The idea of recursion is this: I don't know the answer of problem A until I solve problem B, which is a variation of type A. I can't solve problem B until I solve problem C, and C is a variation of A also. This chain continues until we get down to the base case. Once we reach the base case we can solve the rest of the equations as we work backwards to where we came from.



This is not the only way to use recursion, but it is a common one, and it is what is used here. Hopefully that gives you a better idea of what is going on at least. Pardon the ugly formatting, it is really hard to communicate mathematical ideas in such a limited text environment.



Also, I just want to add my two bits: recursion is definitely very important in programming. There are TYPES of programming that never really need recursion, but it has tons of uses in everything from database management to game programming. One of the most commonly used applications of recursion are binary trees. Granted, some binary trees can be built using loops, but the result is usually quite messy.



My advice: if you want to take programming seriously, learn ALL of the different techniques and strategies that are used commonly, then decide for yourself what is useful to you.

Ok what you have to understand about programming first is that , the compiler executes the commands line by line.

So lets go to the first line (we assume that num is 15 from the main method because the main method executes first befor any other line of code in the program)

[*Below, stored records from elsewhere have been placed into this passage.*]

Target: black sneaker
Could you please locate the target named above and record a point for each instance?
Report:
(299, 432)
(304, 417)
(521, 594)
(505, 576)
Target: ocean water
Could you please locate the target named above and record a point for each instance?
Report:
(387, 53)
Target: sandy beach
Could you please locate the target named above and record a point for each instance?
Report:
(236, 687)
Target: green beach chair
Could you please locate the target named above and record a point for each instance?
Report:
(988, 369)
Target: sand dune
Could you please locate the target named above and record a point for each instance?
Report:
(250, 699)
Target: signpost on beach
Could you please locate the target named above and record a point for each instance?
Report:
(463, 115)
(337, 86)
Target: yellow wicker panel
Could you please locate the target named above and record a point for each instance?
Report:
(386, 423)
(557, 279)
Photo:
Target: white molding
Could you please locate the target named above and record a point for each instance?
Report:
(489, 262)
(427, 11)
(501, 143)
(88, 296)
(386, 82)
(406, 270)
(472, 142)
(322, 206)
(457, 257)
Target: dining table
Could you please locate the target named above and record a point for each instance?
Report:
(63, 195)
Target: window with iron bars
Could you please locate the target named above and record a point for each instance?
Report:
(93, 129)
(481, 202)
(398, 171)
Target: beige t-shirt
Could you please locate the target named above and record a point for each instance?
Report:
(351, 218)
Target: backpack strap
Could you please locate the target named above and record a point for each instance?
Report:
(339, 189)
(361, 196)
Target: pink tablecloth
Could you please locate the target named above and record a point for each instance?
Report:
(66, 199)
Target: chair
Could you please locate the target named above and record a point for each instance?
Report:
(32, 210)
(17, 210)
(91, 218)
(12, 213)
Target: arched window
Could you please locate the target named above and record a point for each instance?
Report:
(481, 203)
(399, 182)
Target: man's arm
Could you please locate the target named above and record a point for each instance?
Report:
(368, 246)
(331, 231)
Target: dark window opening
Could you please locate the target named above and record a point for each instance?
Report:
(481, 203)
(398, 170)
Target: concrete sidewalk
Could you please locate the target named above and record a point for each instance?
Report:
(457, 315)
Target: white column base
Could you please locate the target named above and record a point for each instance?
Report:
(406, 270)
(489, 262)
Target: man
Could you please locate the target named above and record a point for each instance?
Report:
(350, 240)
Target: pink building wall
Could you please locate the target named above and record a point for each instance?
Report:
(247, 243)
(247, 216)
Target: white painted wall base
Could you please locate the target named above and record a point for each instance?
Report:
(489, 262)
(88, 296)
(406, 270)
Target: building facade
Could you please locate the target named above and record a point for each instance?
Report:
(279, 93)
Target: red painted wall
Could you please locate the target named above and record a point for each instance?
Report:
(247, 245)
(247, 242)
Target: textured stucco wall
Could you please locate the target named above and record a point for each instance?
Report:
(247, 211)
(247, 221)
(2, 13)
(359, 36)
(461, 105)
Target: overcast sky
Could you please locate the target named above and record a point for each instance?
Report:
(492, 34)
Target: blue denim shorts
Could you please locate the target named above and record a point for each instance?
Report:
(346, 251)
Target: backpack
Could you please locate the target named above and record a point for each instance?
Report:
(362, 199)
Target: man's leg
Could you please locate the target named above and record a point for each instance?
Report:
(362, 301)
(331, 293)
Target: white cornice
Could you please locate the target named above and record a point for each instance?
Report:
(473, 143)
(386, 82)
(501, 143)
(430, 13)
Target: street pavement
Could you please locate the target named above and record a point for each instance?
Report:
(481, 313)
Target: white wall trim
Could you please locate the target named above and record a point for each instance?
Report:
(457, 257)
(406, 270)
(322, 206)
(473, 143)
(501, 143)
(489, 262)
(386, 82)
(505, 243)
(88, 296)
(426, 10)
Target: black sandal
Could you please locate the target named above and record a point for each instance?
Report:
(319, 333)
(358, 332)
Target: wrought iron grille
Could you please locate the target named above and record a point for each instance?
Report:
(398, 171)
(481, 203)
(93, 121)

first if statement shows that 15 is not >=20, so we should go to

return m9(num+4)+2*num;

this will try 15+4=19 in the m9 method.

this will check is 19>=20 or not

since the answer is not we should again check

if 19+4=23 <=20 which is correct.

since it is correct the -5 is send back to

return m9(num+4)+2*num; which becomes -5+2*19=34;

now we have to send it back to the first call where we get

return m9(num+4)+2*num; = 34+2*15=64;



The best way to learn this is by try debuggin this code in visual studio or similar IDE's you can see what happens after each steps in debugging....

Here's how the recursion will unroll:

go to m9 with arg 15 (A)

>go to m9 with arg 19 (B)

>>go to m9 with arg 23 (C)

>>>return -5 as result for C [-5]

>>return result from C + 2*argB as result for B [33]

>return result from B + 2*argA as result for A [63]

cout result for A ["63"]



Recursion is -NOT- the same thing as a loop. While you can transform any loop into a recursive function, you cannot easily transform all recursive functions into a loop. This is due to the fact that you can have multiple calls to the recursive function within itself. For example:



int treeSum(node *n){

if(n==0) return 0;

return n->value + treeSum(n->left) + treeSum(n->right);

}



re [J] a [Y]: just because recursion is difficult to understand doesn't mean you should pass it off as something useless. Some of the most elegant and efficient algorithms use recursion, and many of them would otherwise be awful in iterative form. I challenge you to develop an efficient iterative solution to the above treeSum() function.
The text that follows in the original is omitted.